Hassan still believes in personal robotics, and said he expects robots to be in our homes within the next five to ten years. But for now, Beam holds the most promise, and Hassan wants to give it every opportunity to succeed.
“I think Beam is a very viable product that needs more resources and team members to make it into something widespread,” he said.
Bye, Robot
But when he moved the majority of Willow Garage employees over to Suitable Technologies this month, something had to give. And that turned out to be the PR2.
Read more: Why We’ll Have Robots In The Workplace Before Robots At Home
While most Willow Garage employees transition over (Hassan could not yet give me an exact number), a team will stay behind to support the 50 PR2s that exist in research labs around the world, continue to build the rest that are in progress, and sell the rest of Willow's stock. If you’ve got $450,000 lying around, perhaps you can snag one.
“The PR2 was never designed to be mass marketed,” said Hassan. “We knew we were going to stop making them at a certain point. But the ideas we came up with along the way were the follow-up market product would be. My vision is that Beam is that.”
Hassan hopes that Willow Garage employees’ experience working on the PR2 will lead to dramatic technical advances to Beam.
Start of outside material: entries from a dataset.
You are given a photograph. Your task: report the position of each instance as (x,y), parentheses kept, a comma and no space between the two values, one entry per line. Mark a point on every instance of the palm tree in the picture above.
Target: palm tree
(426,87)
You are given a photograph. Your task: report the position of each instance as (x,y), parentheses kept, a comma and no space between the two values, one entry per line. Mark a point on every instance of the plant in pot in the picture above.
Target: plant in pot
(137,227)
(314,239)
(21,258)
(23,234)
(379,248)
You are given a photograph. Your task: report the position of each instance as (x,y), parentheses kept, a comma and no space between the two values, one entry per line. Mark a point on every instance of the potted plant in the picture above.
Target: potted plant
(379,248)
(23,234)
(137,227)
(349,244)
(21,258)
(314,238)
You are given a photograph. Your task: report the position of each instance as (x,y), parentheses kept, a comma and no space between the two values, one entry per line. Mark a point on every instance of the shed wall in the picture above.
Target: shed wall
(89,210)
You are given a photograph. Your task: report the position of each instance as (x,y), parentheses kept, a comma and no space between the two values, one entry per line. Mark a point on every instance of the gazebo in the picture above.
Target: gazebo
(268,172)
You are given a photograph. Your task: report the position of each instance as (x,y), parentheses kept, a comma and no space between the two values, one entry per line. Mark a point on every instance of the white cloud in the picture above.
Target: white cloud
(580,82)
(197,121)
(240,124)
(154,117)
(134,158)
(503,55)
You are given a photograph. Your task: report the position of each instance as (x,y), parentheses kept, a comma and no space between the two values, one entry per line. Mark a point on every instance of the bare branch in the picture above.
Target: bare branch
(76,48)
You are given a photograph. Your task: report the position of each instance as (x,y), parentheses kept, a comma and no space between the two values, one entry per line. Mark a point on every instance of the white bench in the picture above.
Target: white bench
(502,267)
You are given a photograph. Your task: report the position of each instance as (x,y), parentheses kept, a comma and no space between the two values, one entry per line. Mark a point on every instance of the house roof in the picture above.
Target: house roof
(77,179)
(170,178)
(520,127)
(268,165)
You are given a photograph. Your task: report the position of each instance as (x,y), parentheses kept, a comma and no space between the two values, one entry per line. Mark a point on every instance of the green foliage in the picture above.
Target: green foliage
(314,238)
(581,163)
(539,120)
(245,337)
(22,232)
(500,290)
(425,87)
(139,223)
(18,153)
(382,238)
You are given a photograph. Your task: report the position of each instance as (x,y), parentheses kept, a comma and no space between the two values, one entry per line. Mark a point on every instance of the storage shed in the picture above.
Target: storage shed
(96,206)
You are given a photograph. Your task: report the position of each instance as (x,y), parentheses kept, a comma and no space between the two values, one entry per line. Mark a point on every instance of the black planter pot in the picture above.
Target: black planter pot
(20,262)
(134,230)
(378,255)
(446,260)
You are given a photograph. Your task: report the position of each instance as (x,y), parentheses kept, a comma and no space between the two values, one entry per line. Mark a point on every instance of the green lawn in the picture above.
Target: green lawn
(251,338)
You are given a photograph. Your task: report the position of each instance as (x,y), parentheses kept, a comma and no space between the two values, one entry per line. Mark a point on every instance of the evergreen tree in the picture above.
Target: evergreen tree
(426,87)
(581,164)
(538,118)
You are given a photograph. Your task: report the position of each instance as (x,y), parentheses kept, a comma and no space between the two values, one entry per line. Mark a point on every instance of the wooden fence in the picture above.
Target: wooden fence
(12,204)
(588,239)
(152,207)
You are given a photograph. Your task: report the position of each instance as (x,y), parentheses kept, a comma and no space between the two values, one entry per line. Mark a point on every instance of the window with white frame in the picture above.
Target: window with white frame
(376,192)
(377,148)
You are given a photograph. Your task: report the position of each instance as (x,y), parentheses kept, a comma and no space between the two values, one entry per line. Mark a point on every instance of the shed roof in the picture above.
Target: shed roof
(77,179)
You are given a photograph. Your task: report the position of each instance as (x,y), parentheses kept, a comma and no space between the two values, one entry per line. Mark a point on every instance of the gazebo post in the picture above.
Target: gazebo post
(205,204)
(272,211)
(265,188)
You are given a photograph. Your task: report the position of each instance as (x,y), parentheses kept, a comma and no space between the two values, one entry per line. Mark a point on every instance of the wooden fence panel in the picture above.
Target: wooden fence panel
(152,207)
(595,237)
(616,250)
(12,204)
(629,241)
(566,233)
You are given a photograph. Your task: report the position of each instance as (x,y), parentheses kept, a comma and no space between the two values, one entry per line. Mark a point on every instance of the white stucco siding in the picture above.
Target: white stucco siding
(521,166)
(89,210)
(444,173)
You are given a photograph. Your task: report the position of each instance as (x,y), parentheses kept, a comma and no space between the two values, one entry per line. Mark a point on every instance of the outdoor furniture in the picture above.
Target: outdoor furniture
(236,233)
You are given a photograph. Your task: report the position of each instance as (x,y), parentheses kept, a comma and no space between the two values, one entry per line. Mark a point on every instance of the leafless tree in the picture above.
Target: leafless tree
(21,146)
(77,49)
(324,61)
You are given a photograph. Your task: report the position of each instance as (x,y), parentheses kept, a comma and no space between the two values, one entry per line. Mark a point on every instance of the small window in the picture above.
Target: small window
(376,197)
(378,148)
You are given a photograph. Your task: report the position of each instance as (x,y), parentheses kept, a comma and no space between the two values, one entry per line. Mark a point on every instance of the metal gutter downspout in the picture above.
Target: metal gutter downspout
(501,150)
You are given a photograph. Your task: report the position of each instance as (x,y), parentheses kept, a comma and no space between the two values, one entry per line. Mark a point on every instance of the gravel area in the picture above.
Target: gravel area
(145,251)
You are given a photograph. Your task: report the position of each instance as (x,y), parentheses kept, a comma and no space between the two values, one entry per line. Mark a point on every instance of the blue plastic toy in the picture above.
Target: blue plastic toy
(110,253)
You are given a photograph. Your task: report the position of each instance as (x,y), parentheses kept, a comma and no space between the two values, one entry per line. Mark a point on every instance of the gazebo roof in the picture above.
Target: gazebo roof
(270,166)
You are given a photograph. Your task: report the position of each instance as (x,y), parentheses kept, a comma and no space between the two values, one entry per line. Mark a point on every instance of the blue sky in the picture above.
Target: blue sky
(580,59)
His next goal is to have Beam users be able to interact with their remote environments through remote-control hands and arms.
The sun may be setting on Willow Garage and its most impressive personal robot, but Hassan’s vision of personal robotics is alive and well.
“Beam is the gateway to personal robotics,” he said. “It’s a very simple application allowing you to be somewhere else. Now Willow Garage is bringing us all the expertise and manpower we need to make that happen.”
The Future Of Beam
At $16,000, Beam is the most expensive remote-presence system that currently exists. But it’s also arguably the most sophisticated, with an extensive speaker and video array. Hassan said that this iteration of Beam is not designed to be affordable for users because it’s not intended for the consumer market.
“For the consumer market it seems expensive,” Hassan said. “But it’s not an expensive enterprise product. Our enterprise customers aren’t worried about the price. Instead, they’re impressed by what it can do.”
However, Hassan said interacting with his kids while away on business has opened up new use cases for Beam: Eating dinner with them via Beam. Getting them ready in the morning through nothing but Beam’s voice commands. Giving them rides around the house on Beam’s sturdy, 100-pound base.
“My seven-year-old daughter always gives Beam a hug when she sees my face appear on the screen,” he said. “I don’t know if she realizes this isn’t the norm.”
While most parents couldn’t afford the current Beam, Hassan said he’s now planning on making more affordable Beams for the home. The long term strategy is to have low-end, mid-range, and high-end Beams for sale to different markets.
Substituting For The "Meat Body"
Wheeling my way through Suitable Technologies’ production floor, I can certainly see the appeal that convinced companies like IBM, Hewlett-Packard, Intel, and Google to purchase their own Beams. As I walk and talk with Greg Hamilton, Suitable's enterprise accounts manager, there are very few cues that remind me I’m not there in person. At 5’3” and 100 lbs., Beam is just a bit taller and lighter than my actual body. And thanks to arrow key navigation, it only takes a bit more concentration than normal to walk around.
“I bet if you later came here with your meat body, as we call it, you’d remember how to get around,” he said.
Hassan predicts Beam will change the way we work, live, and travel in less than a decade. Hundreds of customers have taken Hassan’s optimistic pitch at face value. And after trying Beam out myself, this optimism is infectious.